I stay there for another five, maybe ten minutes, watching the doctors work. Eventually I ask one of the vets (still using my best Dad impression):

"Do you think-- would it be too much trouble to ask you to-- um-- I wrote my number down on the form, could someone text me so I know if-- if he's okay?"

The woman gives me a sympathetic, or perhaps pitying, look. "Unfortunately, you've surrendered care of the animal, so we can't do that."

"Oh, okay, that makes sense." It does not.

She continues, softer this time: "I think, at this point, we're going to help him go to sleep and make his transition easier. You did the right thing, though. This way he can be comfortable."

At that moment, the actor who had been playing my dad decides to quit. Now it is just me.

"Oh-- okay. Okay, thank you--"

And that's all I could force out before the sobs start making their way up from the bottom of my throat. I head for the door, barely hearing the vet say "I'm sorry" as I run to my car.

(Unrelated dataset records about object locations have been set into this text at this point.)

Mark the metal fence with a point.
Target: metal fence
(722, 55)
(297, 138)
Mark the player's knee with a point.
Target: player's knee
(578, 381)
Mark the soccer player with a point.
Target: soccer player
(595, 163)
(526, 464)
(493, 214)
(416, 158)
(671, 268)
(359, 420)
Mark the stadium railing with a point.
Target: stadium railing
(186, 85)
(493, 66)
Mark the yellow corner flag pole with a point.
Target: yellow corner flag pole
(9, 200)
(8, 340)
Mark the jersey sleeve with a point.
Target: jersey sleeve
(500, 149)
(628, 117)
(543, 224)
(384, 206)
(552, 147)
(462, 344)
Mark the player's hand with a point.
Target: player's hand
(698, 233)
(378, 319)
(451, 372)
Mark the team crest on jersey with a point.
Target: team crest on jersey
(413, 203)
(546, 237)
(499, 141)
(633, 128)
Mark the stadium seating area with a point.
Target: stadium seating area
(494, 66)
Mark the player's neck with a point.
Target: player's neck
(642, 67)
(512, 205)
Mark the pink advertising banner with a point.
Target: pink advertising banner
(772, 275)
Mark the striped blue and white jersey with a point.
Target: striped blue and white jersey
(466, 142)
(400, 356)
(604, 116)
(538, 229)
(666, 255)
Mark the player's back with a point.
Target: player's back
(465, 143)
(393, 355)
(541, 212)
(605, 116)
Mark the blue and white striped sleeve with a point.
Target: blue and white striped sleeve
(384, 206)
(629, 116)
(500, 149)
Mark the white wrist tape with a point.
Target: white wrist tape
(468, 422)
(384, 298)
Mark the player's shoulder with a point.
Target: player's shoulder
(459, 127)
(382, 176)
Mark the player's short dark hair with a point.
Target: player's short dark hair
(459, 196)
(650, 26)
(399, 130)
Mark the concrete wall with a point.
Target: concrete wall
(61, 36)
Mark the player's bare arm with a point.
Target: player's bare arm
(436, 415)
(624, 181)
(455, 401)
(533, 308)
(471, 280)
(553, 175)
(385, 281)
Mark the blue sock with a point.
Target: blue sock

The minute I slam the car door, something erupts. Some dam breaks, or some hurricane makes landfall. I am crying like I've never cried before-- deep, wracking sobs that barely leave me time to breathe before they hit again.

I start driving home, unable to control my tears but not wanting to stay at the animal hospital any longer. The incoherent babbling comes back, interspersed with gasping inhales: "I'm so sorry, oh god. I'm so fucking sorry. I didn't mean to, I didn't mean to. Jesus Christ, I'm so sorry, I--"

I can't stop thinking about the warmth of his body against mine, or the snuffly sound of his breath. I can't stop wondering if he has a family waiting for him to come home. I can't stop imagining him taking his last breaths on that examination table. The guilt comes in waves, ebbing and flowing as I replay the evening in my head.

I keep driving, sobbing, windows still rolled down. I wonder, for a moment, who I could ask for help. Who I could ask to shift the weight of the world, the weight of this small animal's life, off my shoulders for just a moment.

One name crosses my mind. I promised myself never to call him, never to ask for his help-- but wouldn't it be nice to give up? Just once? To surrender, and let someone hold me in their arms, just for a minute? But-- do I really deserve to have my guilt assuaged?

The thought fades to mist, and eventually, so does the storm.

It takes hours to stop crying, and even then, sitting in my apartment, I find it nearly impossible to get up in order to eat or shower or sleep. It's like moving through mud, like moving with something heavy in my arms.

Time passes, and the weight slowly lifts. A couple days later, I look in the mirror to see three red-raised lines on my chest, thin scratches from something that had been struggling.

I suppose I should have trimmed my nails that night.